The June trade balance deteriorated to a deficit of A$3.2 billion from a revised May deficit of A$2.4 billion. Exports were down 0.8 percent on the month and 0.9 percent from a year ago. Imports were up 2.0 percent in June and were down 2.3 percent from a year ago.
Rural goods exports were up 1 percent while non-rural goods rose A$20 million. The main components contributing to the rise were cereal grains & cereal preparations and meat & meat preparations.
Exports of non-rural goods rose A$20 million to A$15,191 million. The main components contributing to the rise in seasonally adjusted estimates were metal ores and minerals, metals (excl. non-monetary gold), machinery and other mineral fuels. Partly offsetting the increases were coal, coke & briquettes and other non-rural goods.
Merchandise trade balance measures the difference between imports and exports of both tangible goods and services. The level of the international trade balance, as well as changes in exports and imports, indicate trends in foreign trade.

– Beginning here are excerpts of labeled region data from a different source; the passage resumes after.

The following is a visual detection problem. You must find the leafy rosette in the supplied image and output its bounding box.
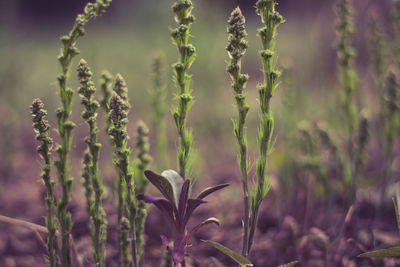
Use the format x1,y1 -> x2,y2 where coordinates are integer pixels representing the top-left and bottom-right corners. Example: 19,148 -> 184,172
137,170 -> 229,264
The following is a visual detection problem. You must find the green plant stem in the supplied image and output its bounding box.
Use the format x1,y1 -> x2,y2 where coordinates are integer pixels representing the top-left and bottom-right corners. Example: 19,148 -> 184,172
226,8 -> 250,257
151,55 -> 168,169
31,99 -> 57,267
54,0 -> 111,267
393,0 -> 400,70
381,72 -> 400,200
135,121 -> 151,263
109,74 -> 138,267
336,0 -> 357,137
78,59 -> 107,267
248,0 -> 285,253
100,71 -> 113,137
171,0 -> 196,178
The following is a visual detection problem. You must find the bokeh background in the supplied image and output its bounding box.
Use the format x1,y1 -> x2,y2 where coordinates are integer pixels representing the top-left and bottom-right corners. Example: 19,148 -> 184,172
0,0 -> 395,266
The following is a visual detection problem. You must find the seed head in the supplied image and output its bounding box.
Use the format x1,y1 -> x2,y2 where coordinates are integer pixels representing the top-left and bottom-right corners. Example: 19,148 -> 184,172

Changes in the level of imports and exports, along with the difference between the two (the trade balance) are a valuable gauge of economic trends here and abroad. While these trade figures can directly impact all financial markets, they primarily affect the value of the Australian dollar in the foreign exchange market. Imports indicate demand for foreign goods while exports show the demand for Australian goods in its major export market China and elsewhere. The currency can be sensitive to changes in the trade balance since a trade imbalance creates greater demand for foreign currencies. The bond market is also sensitive to the risk of importing inflation. A word of caution -- the data are subject to large monthly revisions. Therefore, it can be misleading to form opinions on the basis of one month's data.